2019: The year Trump "effectively" shut off asylum at the border and restricted immigration
Lee Gelernt has spent much of 2019 crisscrossing federal courts across the country trying to halt some of the Trump administration's most controversial immigration policies.
As the top immigration litigator at the American Civil Liberties Union, Gelernt is accustomed to high-stakes legal fights with different administrations. But in the past 12 months, the veteran civil rights lawyer has been going toe-to-toe with what he described as a relentless slew of "radical" proposals.
"The administration has literally every month enacted new fundamental restrictions on the rights of immigrants and in particular, the rights of asylum-seekers at the border," Gelernt told CBS News.
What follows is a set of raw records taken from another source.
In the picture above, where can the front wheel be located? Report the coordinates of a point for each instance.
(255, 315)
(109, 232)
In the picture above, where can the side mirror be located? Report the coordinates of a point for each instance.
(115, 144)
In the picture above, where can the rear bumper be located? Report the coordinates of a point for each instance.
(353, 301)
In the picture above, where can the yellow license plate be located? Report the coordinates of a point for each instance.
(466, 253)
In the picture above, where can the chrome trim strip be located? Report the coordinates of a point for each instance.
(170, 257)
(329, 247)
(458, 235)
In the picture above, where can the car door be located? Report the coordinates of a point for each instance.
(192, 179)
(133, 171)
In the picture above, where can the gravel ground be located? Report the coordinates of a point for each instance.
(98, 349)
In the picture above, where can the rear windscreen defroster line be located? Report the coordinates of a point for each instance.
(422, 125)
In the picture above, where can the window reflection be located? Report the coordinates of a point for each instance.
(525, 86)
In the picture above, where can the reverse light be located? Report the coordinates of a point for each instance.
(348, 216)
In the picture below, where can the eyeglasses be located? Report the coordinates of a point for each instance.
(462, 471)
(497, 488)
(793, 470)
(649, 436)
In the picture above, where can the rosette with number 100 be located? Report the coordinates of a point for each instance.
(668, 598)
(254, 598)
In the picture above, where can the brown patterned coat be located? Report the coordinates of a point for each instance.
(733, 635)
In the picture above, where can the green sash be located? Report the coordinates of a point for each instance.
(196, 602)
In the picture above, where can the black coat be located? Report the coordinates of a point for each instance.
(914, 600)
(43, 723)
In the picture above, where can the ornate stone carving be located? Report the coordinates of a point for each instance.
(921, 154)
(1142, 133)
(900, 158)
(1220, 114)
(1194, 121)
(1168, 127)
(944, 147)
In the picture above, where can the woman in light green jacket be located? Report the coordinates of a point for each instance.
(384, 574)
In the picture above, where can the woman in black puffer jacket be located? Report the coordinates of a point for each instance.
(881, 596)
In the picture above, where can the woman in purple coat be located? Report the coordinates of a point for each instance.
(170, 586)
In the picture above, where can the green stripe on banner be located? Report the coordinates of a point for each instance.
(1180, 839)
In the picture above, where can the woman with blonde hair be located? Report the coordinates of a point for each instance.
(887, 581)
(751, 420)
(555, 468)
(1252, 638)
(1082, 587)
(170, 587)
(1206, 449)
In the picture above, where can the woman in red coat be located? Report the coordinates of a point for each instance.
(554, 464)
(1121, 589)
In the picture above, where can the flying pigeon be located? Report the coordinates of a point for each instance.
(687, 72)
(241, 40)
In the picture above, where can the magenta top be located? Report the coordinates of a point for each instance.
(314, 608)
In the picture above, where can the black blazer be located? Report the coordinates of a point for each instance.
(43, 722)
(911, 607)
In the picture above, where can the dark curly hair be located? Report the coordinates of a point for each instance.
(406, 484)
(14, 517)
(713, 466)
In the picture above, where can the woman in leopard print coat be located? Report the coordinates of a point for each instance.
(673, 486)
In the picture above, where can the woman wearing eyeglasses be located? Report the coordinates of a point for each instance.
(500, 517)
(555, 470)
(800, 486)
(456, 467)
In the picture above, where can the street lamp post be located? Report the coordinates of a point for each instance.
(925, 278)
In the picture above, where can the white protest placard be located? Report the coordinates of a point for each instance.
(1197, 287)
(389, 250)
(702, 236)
The past year has arguably been the Trump administration's most successful one in its quest to restrict asylum at the U.S.-Mexico border, overhaul the nation's legal immigration system, crack down on undocumented immigrants, alter America's status as a safe haven for refugees and challenge decades of bipartisan consensus that robust immigration is key to America's economic and social prosperity.
The chief concern for some advocates is the lasting impact the administration policies could have on America's ethos and image around the world.
"After World War II, the United States and the world said never again will we turn our back on people fleeing persecution," Gelernt said. "And now that's exactly what we are doing."
Border policies that "effectively eliminate asylum"
For much of early 2019, U.S. officials at the southern border were overwhelmed by an unprecedented flow of Central American families and unaccompanied children trekking north.
Advocates and government watchdogs detailed squalid conditions in crowded detention centers. Unaccompanied minors and families with children were held in Border Patrol stations designed for adult men for longer than standard practice. Following the December 2018 deaths of two Guatemalan minors in U.S. custody, a 16-year-old died in a Border Patrol station during the spring crisis at the southern border.
In March, President Trump moved to end foreign aid to El Salvador, Honduras and Guatemala, faulting their governments for not doing enough to stop their citizens from fleeing. The next month, Mr. Trump announced a "tougher" direction at the border that fueled the ouster of top officials at the Department of Homeland of Security, including its chief, Kirstjen Nielsen.
In May, U.S. border officials apprehended more than 133,000 migrants, a 13-year monthly high. Border officials warned of a "breaking point" and "full-blown emergency."
But in the months since, border apprehensions have plummeted, reaching about 33,000 in November. Along with more aggressive immigration enforcement by the Mexican government, the administration has attributed the sharp drop to a series of restrictive and controversial policies it implemented this year.
The most effective policy, from the administration's point of view, has been the so-called "Remain in Mexico" program, through which the U.S. has returned about 56,000 asylum-seekers to Mexico to wait for the duration of their U.S. immigration proceedings.
Tens of thousands of asylum-seekers from Central America, Cuba, Venezuela and other Latin American countries who would otherwise be in the U.S. are stranded in overcrowded shelters and squalid makeshift encampments in northern Mexico, including in crime-ridden cities like Ciudad Juárez and Matamoros, located in a region the U.S. government warns American travelers not to visit due to rampant violence.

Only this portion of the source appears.